Production of Verizon CDMA iPhone 4 Cut in Half Due to Low Sales?

Verizon Test Man with iPhone 4

A recent report from DigiTimes, which cites inside suppliers, reveals that production of the Verizon CDMA iPhone 4 has been scaled back, with Apple reducing its order with Taiwan-based supplier Pegatron from 10 million units to just 5 million. Though the report does not give a reason for such a significant reduction, it is believed that sales of the device have been lower than expected.

Low sales would contradict Verizon’s predictions, however, who announced during its latest fiscal results call that it expected to sell around 11 million iPhones in 2011. The carrier has sold 2.2 million devices since its launch, despite missing the first half of the quarter. It seems, however, that sales has begun to dip – possibly due to the device launching so late into the iPhone 4’s product cycle and a fifth-generation device just months away. In additional to many customers still being locked into existing contracts.

The iPhone 4 launched for Verizon early February after years of speculation surrounding a Verizon-compatible iPhone.
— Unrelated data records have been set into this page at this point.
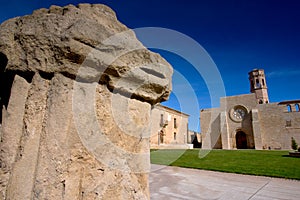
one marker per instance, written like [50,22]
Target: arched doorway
[241,140]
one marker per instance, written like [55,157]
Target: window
[297,107]
[161,120]
[288,123]
[175,123]
[289,108]
[257,85]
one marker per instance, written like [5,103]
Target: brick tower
[258,85]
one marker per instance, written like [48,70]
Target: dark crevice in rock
[6,81]
[84,42]
[3,62]
[69,75]
[46,75]
[131,95]
[153,72]
[27,75]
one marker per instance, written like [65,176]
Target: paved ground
[179,183]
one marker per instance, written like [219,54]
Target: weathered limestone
[76,105]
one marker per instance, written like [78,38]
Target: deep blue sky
[239,35]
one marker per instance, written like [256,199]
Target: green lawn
[254,162]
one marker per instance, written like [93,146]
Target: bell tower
[258,85]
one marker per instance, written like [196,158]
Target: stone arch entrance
[241,140]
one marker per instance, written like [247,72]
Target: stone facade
[250,122]
[76,94]
[169,127]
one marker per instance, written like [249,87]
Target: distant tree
[294,144]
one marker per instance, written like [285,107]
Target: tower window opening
[288,123]
[289,108]
[175,123]
[161,120]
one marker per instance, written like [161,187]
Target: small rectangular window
[175,123]
[288,123]
[161,120]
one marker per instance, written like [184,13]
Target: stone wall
[169,117]
[76,102]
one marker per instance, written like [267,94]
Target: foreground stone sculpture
[76,95]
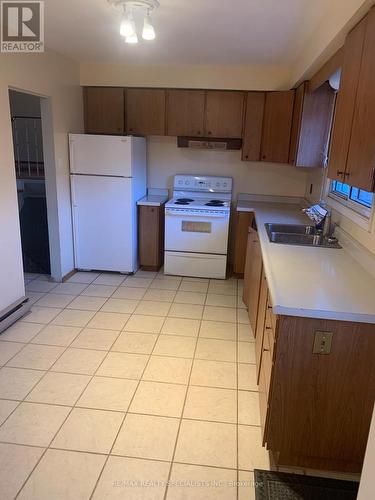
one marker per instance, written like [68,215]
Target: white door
[103,223]
[100,155]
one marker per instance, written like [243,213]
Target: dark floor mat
[281,486]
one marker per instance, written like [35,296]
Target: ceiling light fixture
[140,9]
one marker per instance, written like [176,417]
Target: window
[357,199]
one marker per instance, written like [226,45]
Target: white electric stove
[197,226]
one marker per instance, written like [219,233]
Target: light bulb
[127,27]
[132,39]
[148,32]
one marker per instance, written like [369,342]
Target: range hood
[210,143]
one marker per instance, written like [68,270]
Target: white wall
[57,79]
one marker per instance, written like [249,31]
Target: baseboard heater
[212,143]
[14,312]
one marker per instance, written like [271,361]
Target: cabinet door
[277,126]
[346,102]
[145,111]
[361,160]
[104,110]
[252,136]
[224,114]
[185,112]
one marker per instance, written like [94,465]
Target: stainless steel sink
[299,234]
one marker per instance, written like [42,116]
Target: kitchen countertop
[308,281]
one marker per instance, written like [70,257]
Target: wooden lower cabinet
[316,408]
[151,237]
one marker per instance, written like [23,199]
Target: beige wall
[211,77]
[56,78]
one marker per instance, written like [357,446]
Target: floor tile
[89,430]
[21,332]
[99,291]
[91,338]
[155,398]
[8,350]
[144,324]
[72,317]
[208,403]
[109,321]
[81,361]
[193,286]
[70,288]
[65,475]
[214,374]
[33,424]
[202,483]
[57,335]
[113,279]
[165,284]
[159,295]
[251,454]
[153,308]
[207,443]
[137,343]
[129,293]
[123,365]
[41,315]
[83,277]
[188,311]
[146,436]
[59,388]
[220,300]
[108,394]
[218,330]
[247,378]
[173,345]
[129,478]
[16,463]
[246,352]
[87,303]
[16,383]
[38,357]
[120,305]
[165,369]
[245,333]
[179,326]
[40,286]
[6,408]
[216,350]
[184,297]
[213,313]
[55,300]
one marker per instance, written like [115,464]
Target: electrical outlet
[322,342]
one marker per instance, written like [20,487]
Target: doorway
[26,117]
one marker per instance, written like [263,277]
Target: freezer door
[100,155]
[103,220]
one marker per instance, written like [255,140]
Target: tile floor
[114,386]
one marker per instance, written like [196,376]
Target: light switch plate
[322,342]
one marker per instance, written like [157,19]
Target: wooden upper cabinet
[277,125]
[312,118]
[185,112]
[252,135]
[104,110]
[224,114]
[346,102]
[360,170]
[145,111]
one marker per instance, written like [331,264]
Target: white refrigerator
[108,176]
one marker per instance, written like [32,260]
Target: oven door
[196,233]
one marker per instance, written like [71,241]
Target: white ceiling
[216,32]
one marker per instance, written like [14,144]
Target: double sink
[299,234]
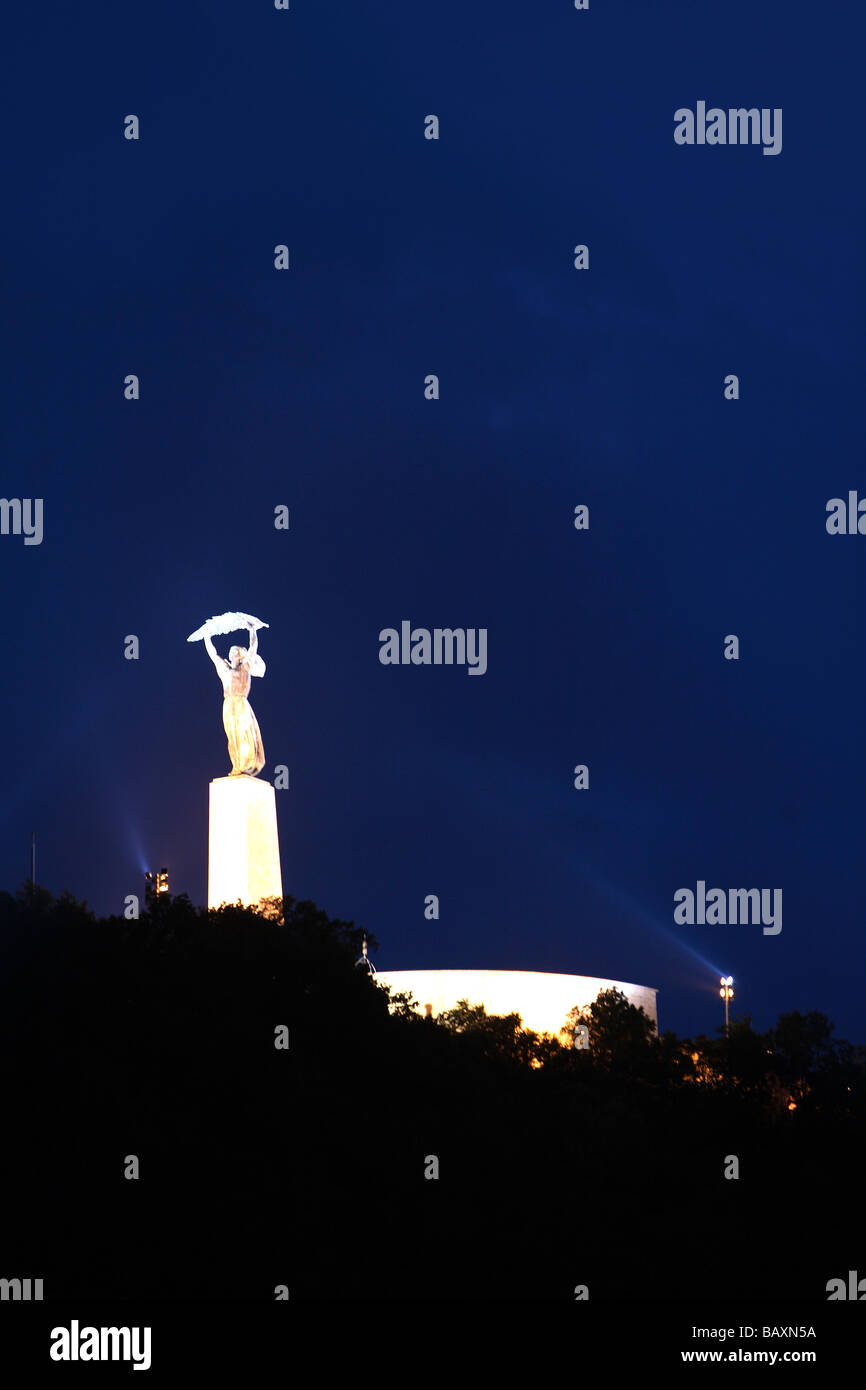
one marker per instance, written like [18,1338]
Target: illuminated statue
[239,723]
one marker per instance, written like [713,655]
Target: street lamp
[727,994]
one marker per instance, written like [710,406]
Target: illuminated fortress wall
[541,1000]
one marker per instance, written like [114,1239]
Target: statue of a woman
[238,719]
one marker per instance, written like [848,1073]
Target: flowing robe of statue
[241,727]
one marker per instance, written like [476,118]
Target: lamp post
[727,994]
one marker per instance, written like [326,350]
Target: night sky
[558,387]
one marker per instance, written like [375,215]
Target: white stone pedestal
[243,849]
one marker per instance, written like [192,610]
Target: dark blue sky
[558,387]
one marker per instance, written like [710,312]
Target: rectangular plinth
[243,849]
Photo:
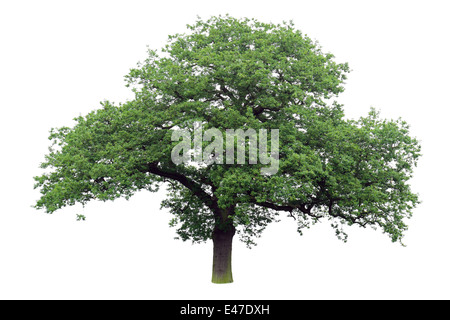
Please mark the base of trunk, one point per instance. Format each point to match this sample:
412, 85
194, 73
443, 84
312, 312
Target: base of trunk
222, 241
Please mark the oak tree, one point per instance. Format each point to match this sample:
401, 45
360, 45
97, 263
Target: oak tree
229, 73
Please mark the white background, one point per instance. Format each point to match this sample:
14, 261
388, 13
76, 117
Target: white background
61, 58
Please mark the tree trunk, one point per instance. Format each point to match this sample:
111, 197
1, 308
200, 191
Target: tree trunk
222, 242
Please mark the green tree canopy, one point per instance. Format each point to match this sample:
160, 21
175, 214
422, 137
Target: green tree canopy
229, 73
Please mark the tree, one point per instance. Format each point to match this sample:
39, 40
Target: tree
228, 73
The device was slightly altered to include a CDMA chip – compatible with the Verizon network – and a revamped antenna design, which combats a loss of reception due to the “death grip.”

The fifth-generation iPhone, which is expected to launch in September, is expected to feature a dual-band wireless chip that would support both GSM and CDMA networks. This would mean that one device would support both AT&T and Verizon, as opposed to having two different devices for each network, which is the current setup.